SMRs and AMRs

Friday, December 21, 2012

Gaps in F.B.I. Data Undercut Background Checks for Guns

By MICHAEL S. SCHMIDT and CHARLIE SAVAGE, NYT

CLARKSBURG, W.Va. — Nearly two decades after lawmakers began requiring background checks for gun buyers, significant gaps in the F.B.I.’s database of criminal and mental health records allow thousands of people to buy firearms every year who should be barred from doing so.

The database is incomplete because many states have not provided federal authorities with comprehensive records of people involuntarily committed or otherwise ruled mentally ill. Records are also spotty for several other categories of prohibited buyers, including those who have tested positive for illegal drugs or have a history of domestic violence.

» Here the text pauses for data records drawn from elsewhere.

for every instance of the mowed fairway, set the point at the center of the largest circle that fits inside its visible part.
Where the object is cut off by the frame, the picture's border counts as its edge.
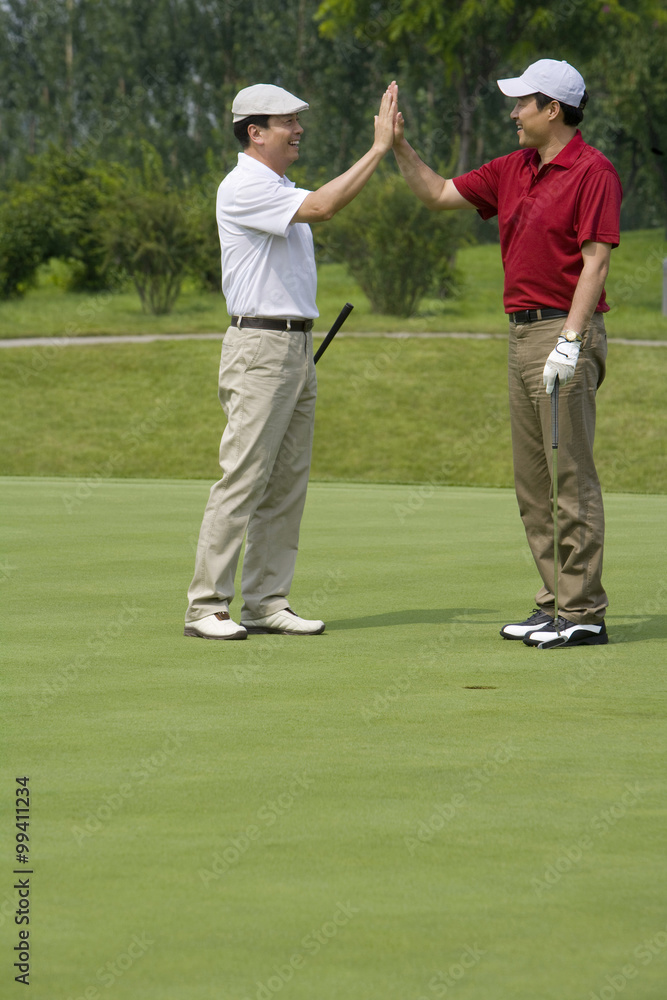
(404, 807)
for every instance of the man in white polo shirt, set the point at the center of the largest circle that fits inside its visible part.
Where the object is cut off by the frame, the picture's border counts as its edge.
(267, 384)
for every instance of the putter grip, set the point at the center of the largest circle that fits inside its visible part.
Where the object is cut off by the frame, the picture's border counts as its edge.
(338, 322)
(554, 415)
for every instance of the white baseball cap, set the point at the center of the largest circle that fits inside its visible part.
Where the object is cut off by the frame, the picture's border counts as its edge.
(265, 99)
(557, 80)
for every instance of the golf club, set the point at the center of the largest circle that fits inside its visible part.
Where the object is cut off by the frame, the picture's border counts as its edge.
(340, 319)
(554, 459)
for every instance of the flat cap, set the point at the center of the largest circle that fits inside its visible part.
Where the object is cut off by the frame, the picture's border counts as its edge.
(265, 99)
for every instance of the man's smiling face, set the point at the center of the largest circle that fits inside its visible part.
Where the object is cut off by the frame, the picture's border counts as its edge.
(281, 141)
(532, 124)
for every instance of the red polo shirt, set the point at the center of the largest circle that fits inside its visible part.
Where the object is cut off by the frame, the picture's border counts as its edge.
(544, 216)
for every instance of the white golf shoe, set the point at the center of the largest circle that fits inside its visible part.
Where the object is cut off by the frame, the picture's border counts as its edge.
(283, 622)
(217, 626)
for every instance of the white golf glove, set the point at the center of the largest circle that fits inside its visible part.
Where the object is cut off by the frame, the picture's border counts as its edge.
(562, 362)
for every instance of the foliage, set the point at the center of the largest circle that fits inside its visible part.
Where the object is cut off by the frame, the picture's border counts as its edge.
(54, 214)
(393, 246)
(99, 79)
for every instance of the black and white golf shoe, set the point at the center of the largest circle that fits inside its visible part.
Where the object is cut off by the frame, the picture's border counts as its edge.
(522, 629)
(564, 633)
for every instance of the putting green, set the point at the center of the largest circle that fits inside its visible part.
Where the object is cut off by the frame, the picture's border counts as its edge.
(405, 807)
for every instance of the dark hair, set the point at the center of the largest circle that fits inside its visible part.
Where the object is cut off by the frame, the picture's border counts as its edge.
(571, 115)
(241, 128)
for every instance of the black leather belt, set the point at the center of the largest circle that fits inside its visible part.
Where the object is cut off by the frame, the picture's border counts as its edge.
(535, 315)
(272, 323)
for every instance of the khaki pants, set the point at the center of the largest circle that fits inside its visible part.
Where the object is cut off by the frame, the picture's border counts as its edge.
(267, 390)
(581, 596)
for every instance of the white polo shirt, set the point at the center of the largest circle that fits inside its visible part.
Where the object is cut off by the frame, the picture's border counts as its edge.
(268, 264)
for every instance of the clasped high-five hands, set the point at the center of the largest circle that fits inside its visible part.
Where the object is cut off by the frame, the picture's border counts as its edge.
(389, 120)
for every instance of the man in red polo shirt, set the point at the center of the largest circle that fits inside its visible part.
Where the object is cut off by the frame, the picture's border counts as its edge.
(558, 206)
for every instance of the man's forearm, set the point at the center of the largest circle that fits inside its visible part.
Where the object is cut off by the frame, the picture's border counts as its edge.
(588, 291)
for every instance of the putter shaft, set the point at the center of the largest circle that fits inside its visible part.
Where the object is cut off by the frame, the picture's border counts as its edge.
(554, 477)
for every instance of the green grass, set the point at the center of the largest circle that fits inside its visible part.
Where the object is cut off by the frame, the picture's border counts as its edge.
(420, 411)
(634, 288)
(535, 779)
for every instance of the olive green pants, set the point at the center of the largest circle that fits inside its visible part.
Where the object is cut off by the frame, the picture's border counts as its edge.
(267, 389)
(581, 596)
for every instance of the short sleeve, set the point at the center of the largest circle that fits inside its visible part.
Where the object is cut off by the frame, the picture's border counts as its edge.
(267, 207)
(598, 208)
(480, 188)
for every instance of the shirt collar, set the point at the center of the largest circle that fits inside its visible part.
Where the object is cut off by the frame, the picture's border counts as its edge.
(250, 163)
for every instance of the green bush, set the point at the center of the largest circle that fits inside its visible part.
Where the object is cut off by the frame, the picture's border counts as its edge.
(55, 213)
(149, 238)
(394, 247)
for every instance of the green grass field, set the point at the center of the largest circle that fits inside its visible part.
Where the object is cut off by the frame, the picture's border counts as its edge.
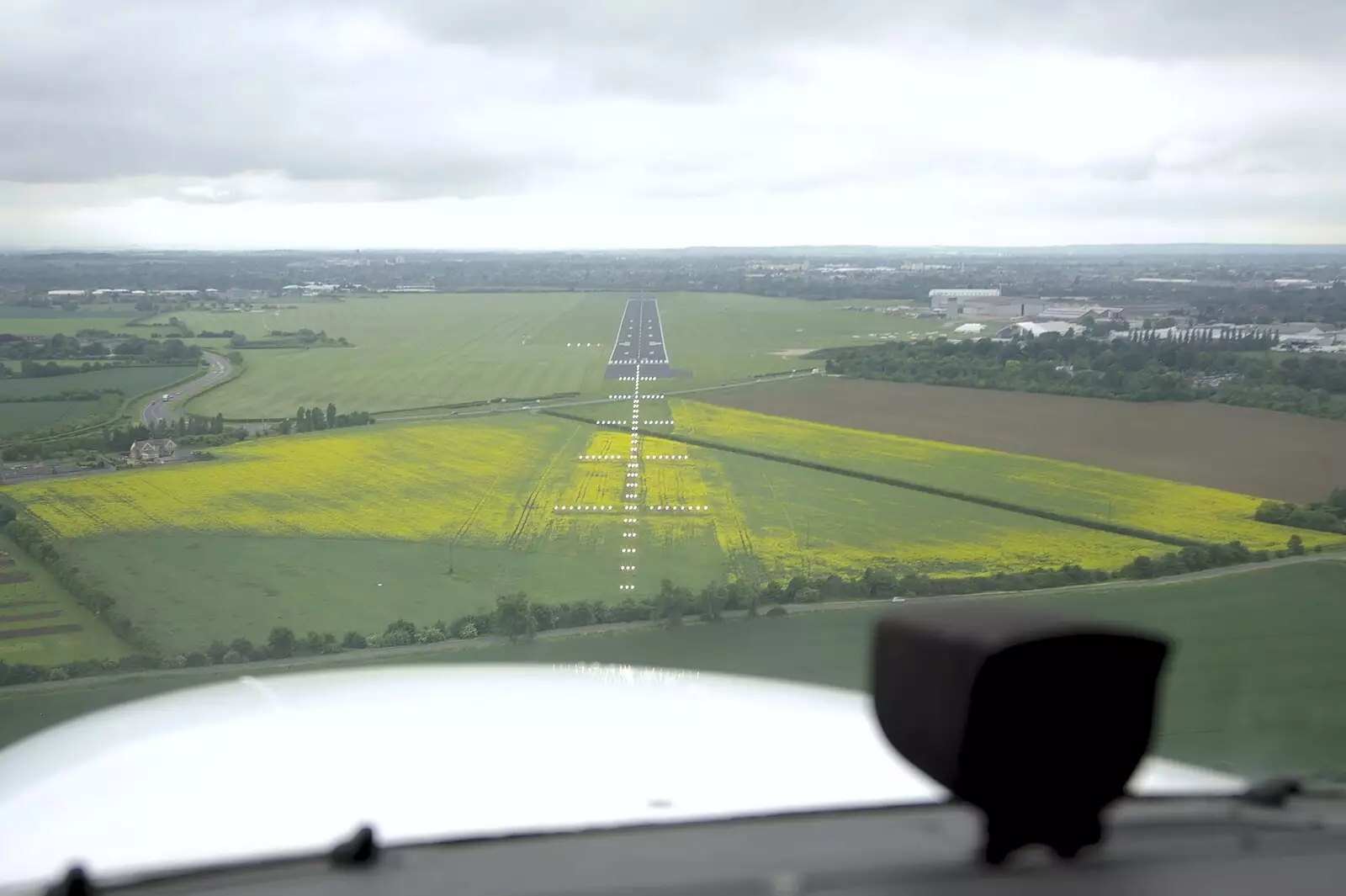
(67, 325)
(188, 590)
(1253, 687)
(441, 348)
(353, 529)
(131, 381)
(40, 415)
(40, 603)
(30, 416)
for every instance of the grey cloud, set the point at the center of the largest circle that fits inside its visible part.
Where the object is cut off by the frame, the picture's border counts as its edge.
(165, 92)
(719, 29)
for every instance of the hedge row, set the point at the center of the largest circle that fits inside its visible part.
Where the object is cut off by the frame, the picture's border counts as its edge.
(1178, 541)
(515, 617)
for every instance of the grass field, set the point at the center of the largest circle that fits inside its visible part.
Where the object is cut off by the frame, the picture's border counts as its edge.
(131, 381)
(40, 623)
(27, 416)
(1090, 493)
(282, 530)
(1252, 687)
(67, 325)
(441, 348)
(40, 415)
(1195, 442)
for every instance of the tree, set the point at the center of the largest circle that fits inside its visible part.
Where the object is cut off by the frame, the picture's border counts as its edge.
(280, 644)
(513, 619)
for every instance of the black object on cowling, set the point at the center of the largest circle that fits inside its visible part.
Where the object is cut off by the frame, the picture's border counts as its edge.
(1036, 718)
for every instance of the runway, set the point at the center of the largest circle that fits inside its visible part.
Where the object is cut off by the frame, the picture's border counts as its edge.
(639, 341)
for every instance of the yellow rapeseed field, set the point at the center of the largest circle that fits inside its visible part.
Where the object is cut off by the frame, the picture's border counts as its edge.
(408, 482)
(525, 480)
(1092, 493)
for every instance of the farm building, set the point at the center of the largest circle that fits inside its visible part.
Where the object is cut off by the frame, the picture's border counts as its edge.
(1030, 328)
(982, 303)
(1080, 312)
(150, 449)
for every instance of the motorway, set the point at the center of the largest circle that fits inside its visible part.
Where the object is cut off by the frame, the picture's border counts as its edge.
(156, 409)
(639, 341)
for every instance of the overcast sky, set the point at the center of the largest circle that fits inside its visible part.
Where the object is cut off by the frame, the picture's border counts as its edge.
(643, 123)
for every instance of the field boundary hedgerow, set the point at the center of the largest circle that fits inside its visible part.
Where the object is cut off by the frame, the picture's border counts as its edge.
(237, 368)
(121, 409)
(1163, 538)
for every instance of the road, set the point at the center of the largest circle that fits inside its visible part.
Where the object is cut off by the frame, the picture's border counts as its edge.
(158, 409)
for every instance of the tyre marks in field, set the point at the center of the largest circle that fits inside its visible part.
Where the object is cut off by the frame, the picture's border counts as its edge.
(522, 525)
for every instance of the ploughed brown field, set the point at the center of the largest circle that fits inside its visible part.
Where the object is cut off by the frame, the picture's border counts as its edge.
(1255, 453)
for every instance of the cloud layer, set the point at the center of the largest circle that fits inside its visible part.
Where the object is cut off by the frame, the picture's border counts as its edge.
(151, 117)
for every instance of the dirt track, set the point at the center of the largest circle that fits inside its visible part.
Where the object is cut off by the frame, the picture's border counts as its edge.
(1258, 453)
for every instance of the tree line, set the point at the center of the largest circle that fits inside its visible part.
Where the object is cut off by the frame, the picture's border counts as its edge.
(517, 618)
(1322, 516)
(318, 420)
(1142, 368)
(69, 347)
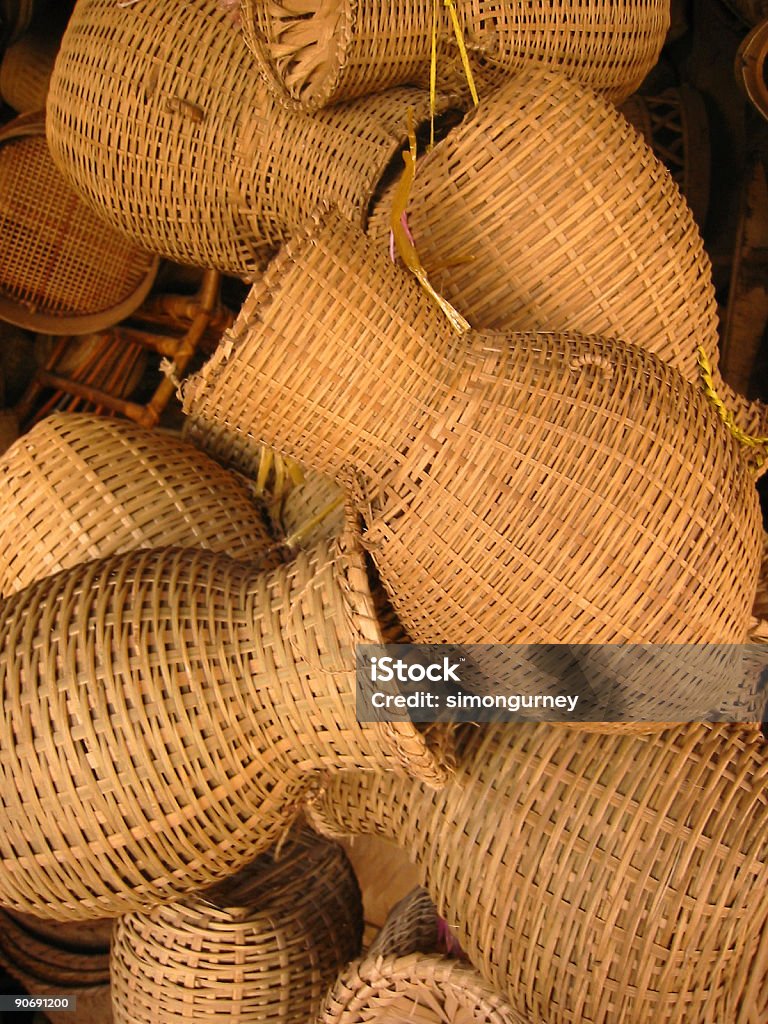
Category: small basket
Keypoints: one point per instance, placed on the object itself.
(166, 711)
(263, 945)
(591, 877)
(66, 272)
(403, 978)
(77, 487)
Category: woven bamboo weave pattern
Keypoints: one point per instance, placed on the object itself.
(593, 878)
(402, 978)
(517, 487)
(77, 487)
(166, 710)
(323, 51)
(547, 210)
(157, 118)
(264, 945)
(64, 270)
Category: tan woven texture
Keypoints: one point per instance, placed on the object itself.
(324, 50)
(593, 878)
(66, 271)
(263, 946)
(157, 118)
(402, 979)
(166, 711)
(26, 71)
(546, 210)
(517, 487)
(77, 487)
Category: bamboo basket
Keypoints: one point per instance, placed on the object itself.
(67, 272)
(167, 710)
(592, 879)
(26, 71)
(325, 51)
(186, 153)
(265, 945)
(403, 978)
(77, 487)
(516, 487)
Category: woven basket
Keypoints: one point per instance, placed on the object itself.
(26, 71)
(520, 487)
(78, 487)
(402, 978)
(165, 711)
(264, 946)
(324, 51)
(181, 147)
(593, 878)
(67, 272)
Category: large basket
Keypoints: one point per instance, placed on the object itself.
(403, 978)
(325, 51)
(78, 487)
(184, 150)
(593, 879)
(66, 272)
(264, 945)
(165, 711)
(517, 487)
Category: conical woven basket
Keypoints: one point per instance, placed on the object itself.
(324, 51)
(165, 713)
(67, 272)
(77, 487)
(402, 978)
(593, 878)
(517, 487)
(26, 71)
(264, 945)
(187, 154)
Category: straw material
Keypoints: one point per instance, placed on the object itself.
(166, 710)
(323, 51)
(402, 979)
(67, 272)
(264, 946)
(26, 71)
(77, 487)
(180, 145)
(517, 487)
(593, 879)
(675, 126)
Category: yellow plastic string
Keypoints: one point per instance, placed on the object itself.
(463, 50)
(725, 414)
(406, 247)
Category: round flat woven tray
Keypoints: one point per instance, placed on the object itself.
(167, 710)
(79, 486)
(323, 51)
(516, 487)
(263, 945)
(66, 272)
(592, 878)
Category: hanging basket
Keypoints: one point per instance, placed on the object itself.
(516, 487)
(263, 945)
(592, 879)
(188, 154)
(167, 710)
(67, 272)
(326, 51)
(77, 487)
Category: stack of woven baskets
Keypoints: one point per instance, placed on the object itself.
(479, 390)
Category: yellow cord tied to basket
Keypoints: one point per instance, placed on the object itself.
(752, 440)
(402, 241)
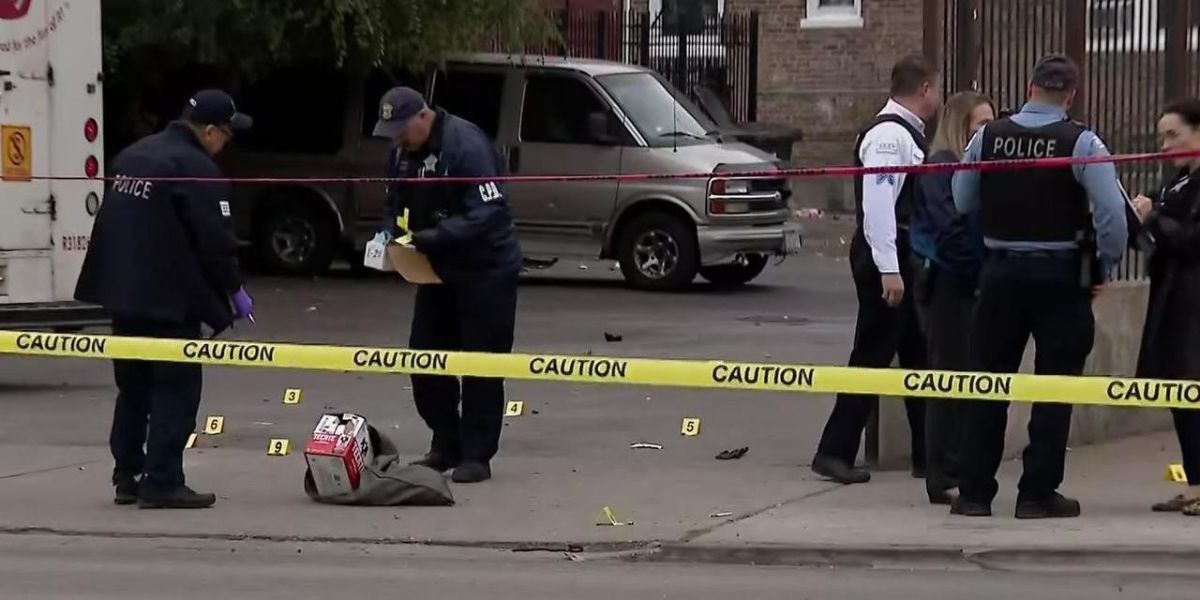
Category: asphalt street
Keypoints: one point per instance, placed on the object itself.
(797, 312)
(100, 569)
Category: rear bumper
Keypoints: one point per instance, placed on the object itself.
(721, 244)
(53, 316)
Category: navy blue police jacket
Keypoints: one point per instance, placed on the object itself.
(163, 251)
(465, 228)
(939, 233)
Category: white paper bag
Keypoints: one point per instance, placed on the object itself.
(376, 256)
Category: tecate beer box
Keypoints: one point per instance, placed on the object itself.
(337, 451)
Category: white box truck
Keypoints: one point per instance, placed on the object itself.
(51, 125)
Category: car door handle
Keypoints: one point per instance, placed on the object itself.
(515, 160)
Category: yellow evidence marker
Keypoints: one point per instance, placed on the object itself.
(279, 447)
(214, 425)
(690, 427)
(1176, 474)
(293, 395)
(607, 519)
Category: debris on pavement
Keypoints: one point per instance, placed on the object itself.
(646, 445)
(732, 455)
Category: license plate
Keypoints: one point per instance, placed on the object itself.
(792, 243)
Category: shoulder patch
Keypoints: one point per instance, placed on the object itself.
(887, 147)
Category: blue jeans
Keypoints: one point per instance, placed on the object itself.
(156, 407)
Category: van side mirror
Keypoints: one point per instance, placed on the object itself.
(603, 129)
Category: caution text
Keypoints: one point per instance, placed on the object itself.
(964, 384)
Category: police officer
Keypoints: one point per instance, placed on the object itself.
(162, 262)
(880, 263)
(466, 231)
(1038, 279)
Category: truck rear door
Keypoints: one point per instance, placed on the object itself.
(27, 207)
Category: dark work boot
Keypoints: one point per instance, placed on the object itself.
(439, 461)
(1055, 507)
(181, 497)
(126, 491)
(838, 471)
(966, 508)
(472, 473)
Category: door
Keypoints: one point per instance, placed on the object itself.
(559, 219)
(27, 205)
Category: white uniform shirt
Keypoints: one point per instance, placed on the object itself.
(887, 144)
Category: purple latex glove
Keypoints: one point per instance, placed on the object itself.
(243, 305)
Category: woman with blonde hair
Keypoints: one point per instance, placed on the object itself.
(949, 250)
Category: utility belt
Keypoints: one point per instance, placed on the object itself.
(1090, 270)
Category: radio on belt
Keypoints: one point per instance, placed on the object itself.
(337, 451)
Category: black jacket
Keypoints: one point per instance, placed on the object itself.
(466, 229)
(1170, 343)
(163, 251)
(939, 232)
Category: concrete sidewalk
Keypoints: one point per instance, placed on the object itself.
(780, 515)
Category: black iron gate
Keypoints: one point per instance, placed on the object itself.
(718, 53)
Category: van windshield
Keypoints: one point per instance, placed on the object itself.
(655, 111)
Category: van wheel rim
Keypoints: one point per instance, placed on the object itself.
(294, 240)
(657, 253)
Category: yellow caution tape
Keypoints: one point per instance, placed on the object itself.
(628, 371)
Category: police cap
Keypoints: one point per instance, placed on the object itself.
(396, 108)
(1056, 72)
(215, 107)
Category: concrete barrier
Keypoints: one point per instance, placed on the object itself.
(1120, 313)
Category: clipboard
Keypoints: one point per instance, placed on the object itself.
(412, 264)
(1133, 222)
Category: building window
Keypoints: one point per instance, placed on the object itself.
(833, 13)
(693, 17)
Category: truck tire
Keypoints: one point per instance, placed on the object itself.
(736, 274)
(658, 252)
(297, 238)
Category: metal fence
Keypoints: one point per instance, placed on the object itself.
(1135, 55)
(720, 53)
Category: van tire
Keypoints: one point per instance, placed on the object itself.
(735, 274)
(655, 238)
(295, 238)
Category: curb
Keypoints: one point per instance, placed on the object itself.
(1113, 559)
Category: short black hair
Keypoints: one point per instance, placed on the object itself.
(910, 73)
(1188, 111)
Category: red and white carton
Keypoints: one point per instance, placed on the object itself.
(337, 451)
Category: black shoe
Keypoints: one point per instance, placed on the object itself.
(181, 497)
(838, 471)
(472, 473)
(942, 497)
(438, 461)
(1055, 507)
(126, 491)
(970, 508)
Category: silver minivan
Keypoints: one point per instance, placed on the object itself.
(569, 117)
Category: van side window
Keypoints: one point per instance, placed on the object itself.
(472, 95)
(556, 111)
(285, 124)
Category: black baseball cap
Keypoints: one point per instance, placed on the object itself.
(396, 108)
(215, 107)
(1056, 72)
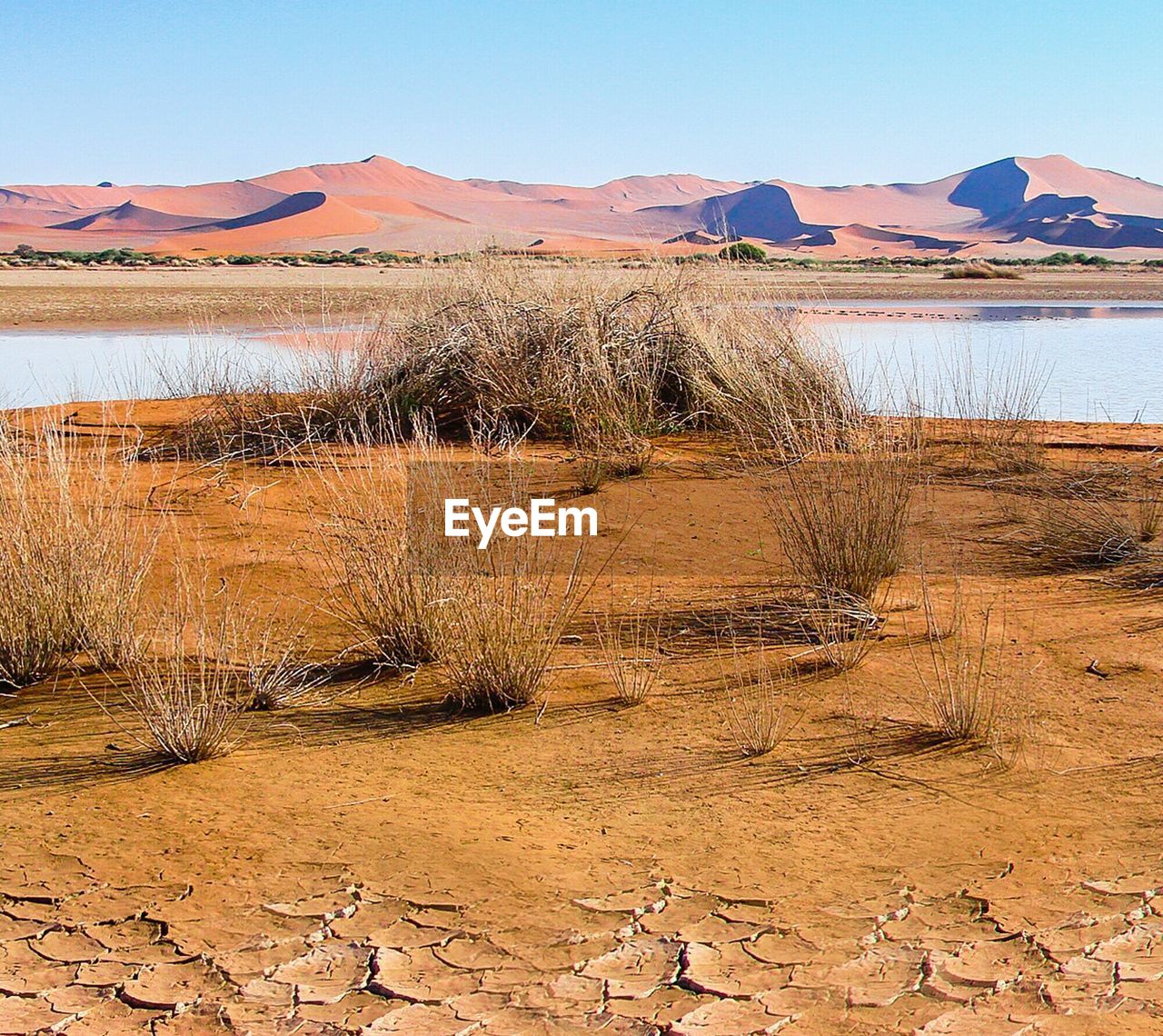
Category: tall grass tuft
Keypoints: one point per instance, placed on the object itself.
(1091, 520)
(631, 657)
(384, 553)
(74, 553)
(505, 608)
(584, 357)
(846, 629)
(841, 516)
(967, 691)
(757, 707)
(184, 687)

While some states, including New York, have submitted more than 100,000 names of mentally ill people to the F.B.I. database, 19 — including New Jersey, Pennsylvania, Vermont, Maryland and Maine — have submitted fewer than 100 records and Rhode Island has submitted none, according to federal data compiled by Mayors Against Illegal Guns. That suggests that millions of names are missing from the federal database, gun control advocates and law enforcement officials say.

“Until it has all the records of people out there in the country who have been deemed too dangerous to own a firearm, the background check system still looks like Swiss cheese,” said Mark Glaze, director of the group. The gaps exist because the system is voluntary; the Supreme Court ruled in 1997 that the federal government cannot force state officials to participate in the federal background check system. As a result, when a gun dealer asks the F.B.I. to check a buyer’s history, the bureau sometimes allows the sale to proceed, even though the purchaser should have been prohibited from acquiring a weapon, because its database is missing the relevant records.

(More here.)

1 Comments:

Blogger Tom Koch said...

It is clear that what will solve the problem is,... more government! The only problem is that government is already too busy solving the problems they created.